第九章
「不……不要簽……」莊淨不知自己睡了多久,蒙朧之間,她憶起昏睡前的片段,口中不斷發出囈語。
由胸部傳來的麻癢讓她倏地睜開眼眸,赫然發現自己正背靠在男人懷裏,而且一絲不掛。男人正以粗糙的掌心磨蹭著飽脹的翹乳,頂端的蓓蕾更被擰揉得高高凸起。
「嗯……別弄了……」她回頭望向藍宏樂,身體傳來的快感很快挑起她的欲望,尤其在厘清自己的心意之後,她不再抗拒他的撩撥,因她想要他的欲念一樣急切。
但眼前還有更重要的事得問清楚,她使力撥開佔有兩隻凝乳的手,制止藍宏樂的侵犯。「你……有沒有簽?」
「簽啦!」藍宏樂說得蠻不在乎,卻沒有停止雙手的攻勢,更以膝蓋架開她的雙腿,讓毫無遮蔽的羞花全然綻開,長指迫不及待地擷取蕊心的甜美汁液,並以極緩慢的速度蹂躪女性的嬌弱。
等她醒來等了八個小時,隱忍好久的欲望已經瀕臨潰堤邊緣,他這次肯定不再放過這個小女人!
「你這傻瓜……我……他根本沒……來不及拍……」莊淨幾乎說不出話來,卻又急得不知如何是好,只能癱在他懷裏發出破碎的氣聲,「你……啊……被騙了……」
「萬海青沒拍,我拍啦!」他抬起她的下巴望向床尾,腳架上正架著那台攝影機,前面的小燈亮起表示機器正在拍攝,「五百億換來的攝影機,不用多可惜!」
在打定主意後,他便帶著昏睡的莊淨回到他家,決定善用這台攝影機,讓它發揮超過五百億的價值。
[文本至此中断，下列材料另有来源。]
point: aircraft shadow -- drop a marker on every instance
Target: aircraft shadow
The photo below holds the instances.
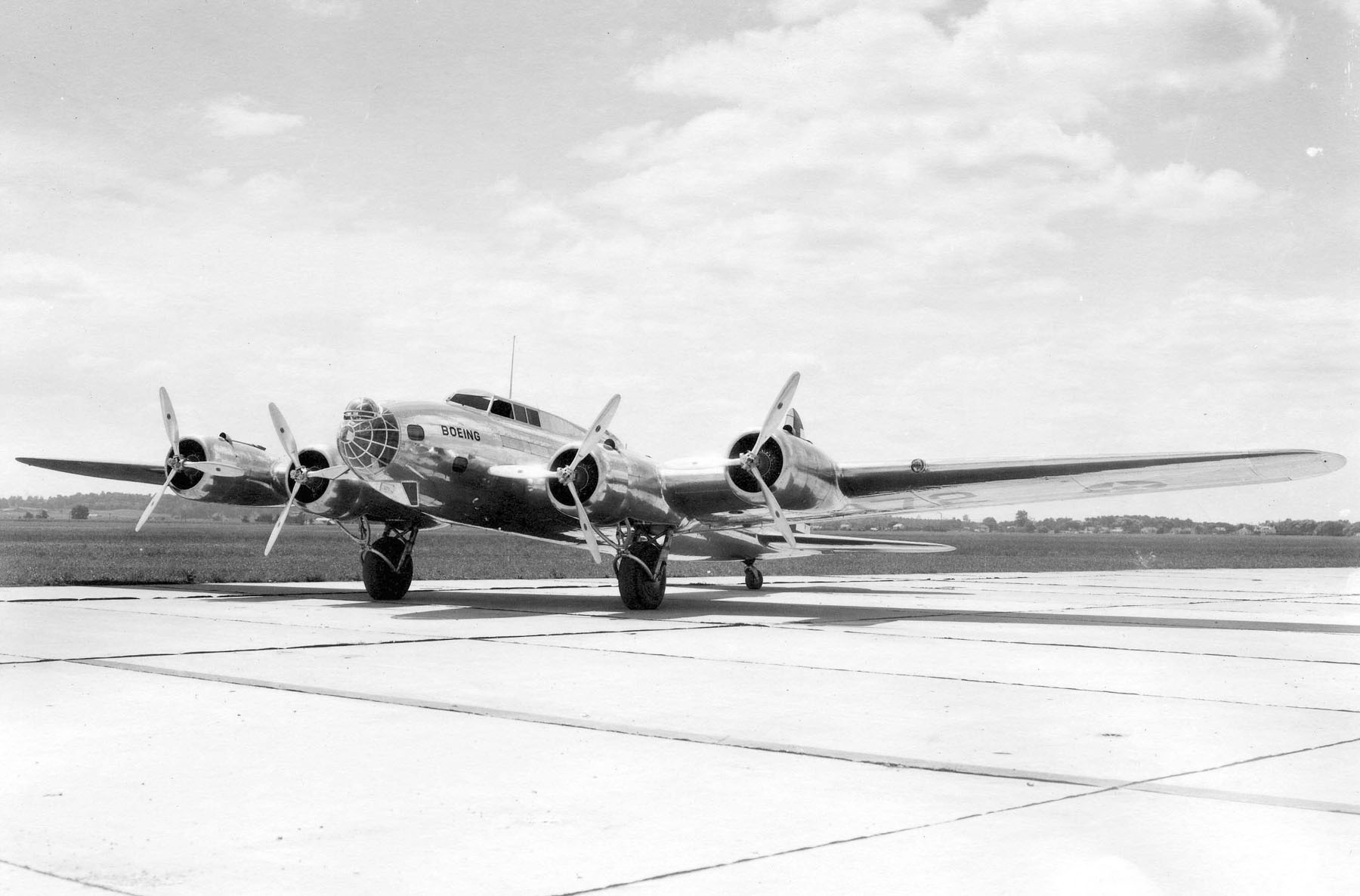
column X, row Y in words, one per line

「不……不可以拍我……」他竟然將攝影機接上大型的液晶電視,清晰的畫面將她的表情、姿勢拍得一清二楚,莊淨恨不得找個地洞鑽進去。
雖然拍她的不是別人,但這麼毫無遮掩的性愛畫面令她感覺好害羞……但另一方面,猶如看片的刺激感很快壓過羞恥心,被窺探的異色快感竟讓她特別興奮。
她是有什麼毛病呀?欲求不滿的爆發期到了嗎?莊淨實在無法理解心裏的矛盾。
「你……好過分……」莊淨還在做最後掙扎。儘管嘴巴發出抗拒,身體卻誠實得毫無遮掩。
感覺一波波熱液自私密處傾泄而下,她急著併攏雙腿,卻被藍宏樂架得更開,甚至抬起她的下身對準攝影機,瑩瑩水光潤澤了一大片嫣紅的秘密花園,大腿內側也被染得雪白晶瑩。
「你的清白是我用五百億換來的,你說該怎麼還?」藍宏樂以為她的反應是抗拒他的碰觸,不免有些惱羞成怒,氣話隨之脫口而出,「這樣好了,就用你的身體償還一輩子!看,你的身體多誠實,多麼等不及了……」
他賭氣似地使力揉擰綻開的兩片羞花,引來她全身輕顫。肉體是歡愉的,但心卻被他的話刺傷。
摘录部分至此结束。